Trash Cuisine

Nicolai Khalezin, Natalia Kaliada and the Company
Belarus Free Theatre
Young Vic's Maria Studio

Stephanie Pan Credit: Simon Annand
Trash Cuisine Company Credit: Simon Annand
Trash Cuisine Company Credit: Simon Annand

The return of Belarus Free Theatre to the Young Vic is a timely reminder that censorship still exists, since the company is currently banned in its home country.

Unlike Minsk 2011, which played in the Maria Studio last year, this piece is fiercely disciplined and, as a result, continually hits its chosen targets with pinpoint accuracy.

That is to be applauded, since the company uses this project to publicise the terrors of torture and genocide from many countries around the world.

Rather than merely telling or enacting the true stories that make up the 100 minutes, the eight-strong ensemble uses a variety of forms, both theatrical and beyond.

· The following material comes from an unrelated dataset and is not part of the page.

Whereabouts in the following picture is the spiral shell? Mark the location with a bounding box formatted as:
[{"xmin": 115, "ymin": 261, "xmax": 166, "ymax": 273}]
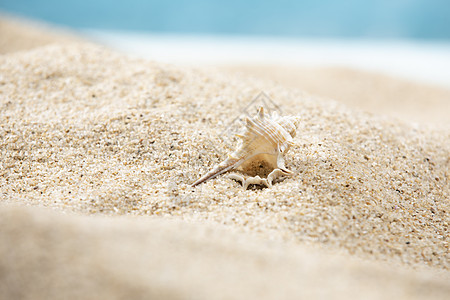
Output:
[{"xmin": 192, "ymin": 107, "xmax": 298, "ymax": 188}]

The ostensible theme holding the evening together is cuisine and food gets used in numerous ways to illuminate horrors that often seem unbelievable.

From their home in Belarus to Thailand, Rwanda, Northern Ireland and the USA, amongst many other countries, the tales of man's inhumanity to man just keep coming.

However, this company is wise enough to understand the need to turn the evening into something more memorable and palatable than a mere catalogue of evil.

As a result, they use dance and physical elements, humour, music and striking visual imagery to lighten and darken the tone, as appropriate. The combination makes Trash Cuisine extraordinary and helps to achieve the goal of making viewers understand some of the repression that is going on around the world and, presumably might persuade them to take some affirmative action in an attempt to prompt change.

Innocent pineapples, strawberries, pulses and flour take on the same sinister symbolism as force-fed poultry and, by the end, anyone in the front few rows will be triply tearful. First, they will be contemplating some serious dry cleaning bills, secondly sniffing back the consequences of concerted onion-chopping and last, but certainly not least, sympathising with the world's victims.

Belarus Free Theatre is a company that demands much from its actors too. Indeed, unless they have total commitment to the cause, no one in their right mind would join up.

Many examples come to mind. Stephanie Pan, in addition to singing operatically and eating strawberries and cream, delivers a drumming virtuoso that must have made her muscles ache. She also endures two tortuous minutes imitating an electric chair, while most of her colleagues are tied up.

Nastassia Shcherbakis extended between two chairs for as long as her body can take it, while one of the male actors is waterboarded, in a shocking demonstration of what both victims of repressive regimes and theatre companies are obliged to suffer for their beliefs.

Agitprop has rarely seemed more palatable or effective than this powerfully moving piece of political theatre. It isn't always comfortable to watch but anyone who believes in freedom of speech and the civilisation of society will find this production deeply moving.